Einem Theorieteam des Exzellenzclusters PRISMA+ der Johannes Gutenberg-Universität Mainz (JGU) ist es gelungen zu berechnen, wie Atomkerne des Elements Calcium sich verhalten, wenn sie mit Elektronen zusammenprallen. Die Ergebnisse stimmen sehr gut mit vorhandenen experimentellen Daten überein. Erstmals ist damit eine Berechnung auf Basis grundlegender Theorien in der Lage, Experimente für solch einen schweren Kern wie Calcium korrekt zu beschreiben. Von großer Bedeutung ist die Methode vor allem, um künftige Neutrino-Experimente interpretieren zu können. Über den nun erreichten Meilenstein berichtet das renommierte Journal Physical Review Letters in seiner aktuellen Ausgabe.

Die neue Arbeit ist in der Gruppe von Prof. Dr. Sonia Bacca, Professorin für theoretische Kernphysik am Exzellenzcluster PRISMA+, in Zusammenarbeit mit dem Oak Ridge National Laboratory, entstanden: Bacca beschäftigt sich sehr erfolgreich mit der Vorhersage verschiedener Eigenschaften des Atomkerns, die sich aus den Kräften zwischen den einzelnen Kernbestandteilen – den Nukleonen – und ihren Wechselwirkungen herleiten lassen und durch die chirale effektive Feldtheorie beschrieben werden. Ihre Forschung verfolgt das Ziel, eine solide Verbindung zwischen experimentellen Beobachtungen und der zugrunde liegenden fundamentalen Theorie der Quantenchromodynamik herzustellen. In der Physik wird eine solche Vorgehensweise als ab-initio Rechnung bezeichnet, wobei ab-initio "von Anfang an" bedeutet.

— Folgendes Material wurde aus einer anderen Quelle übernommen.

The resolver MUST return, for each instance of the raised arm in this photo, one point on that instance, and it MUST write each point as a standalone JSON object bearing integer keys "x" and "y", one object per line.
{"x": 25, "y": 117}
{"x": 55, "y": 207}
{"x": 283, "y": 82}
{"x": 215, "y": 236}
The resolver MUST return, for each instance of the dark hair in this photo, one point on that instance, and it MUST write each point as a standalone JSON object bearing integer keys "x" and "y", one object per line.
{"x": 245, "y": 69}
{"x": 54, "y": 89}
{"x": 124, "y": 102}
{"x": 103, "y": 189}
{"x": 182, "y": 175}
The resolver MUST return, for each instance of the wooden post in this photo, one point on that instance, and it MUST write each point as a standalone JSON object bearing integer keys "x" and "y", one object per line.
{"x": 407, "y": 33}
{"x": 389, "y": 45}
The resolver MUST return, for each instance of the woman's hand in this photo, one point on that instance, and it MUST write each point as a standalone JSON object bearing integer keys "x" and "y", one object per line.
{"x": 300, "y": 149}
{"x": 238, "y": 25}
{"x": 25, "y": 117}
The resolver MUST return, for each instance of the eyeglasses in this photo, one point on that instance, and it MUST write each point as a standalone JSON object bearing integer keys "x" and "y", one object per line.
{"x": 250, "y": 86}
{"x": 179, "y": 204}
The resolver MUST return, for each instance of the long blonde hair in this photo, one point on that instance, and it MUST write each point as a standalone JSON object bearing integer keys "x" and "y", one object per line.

Auch Atomkerne, die einem externen Feld ausgesetzt sind – zum Beispiel bestehend aus Elektronen oder anderen Teilchen – lassen sich auf dieser Basis theoretisch beschreiben. Dieser Ansatz wiederum ist der Schlüssel, um vorhandene Daten zu erklären und zukünftige Experimente zu interpretieren, etwa in der Neutrinophysik – einem wichtigen Schwerpunkt im Forschungsprogramm von PRISMA+.

Neutrinos verstehen

Neutrinos sind geisterhafte Teilchen, die unsere Erde ständig milliardenfach durchdringen und trotzdem nur sehr schwer nachzuweisen und zu verstehen sind. Mit neuen geplanten Experimenten – wie dem DUNE Experiment in den USA – wollen Wissenschaftlerinnen und Wissenschaftler einige fundamentale Neutrino-Eigenschaften genauer untersuchen: zum Beispiel das Phänomen, dass sich die drei Neutrino-Arten ständig ineinander umwandeln – im Fachjargon Neutrino-Oszillation. Hierfür brauchen sie wichtige Informationen aus theoretischen Berechnungen. Dabei geht es konkret um die Frage, wie Neutrinos mit den Atomkernen des Detektors wechselwirken.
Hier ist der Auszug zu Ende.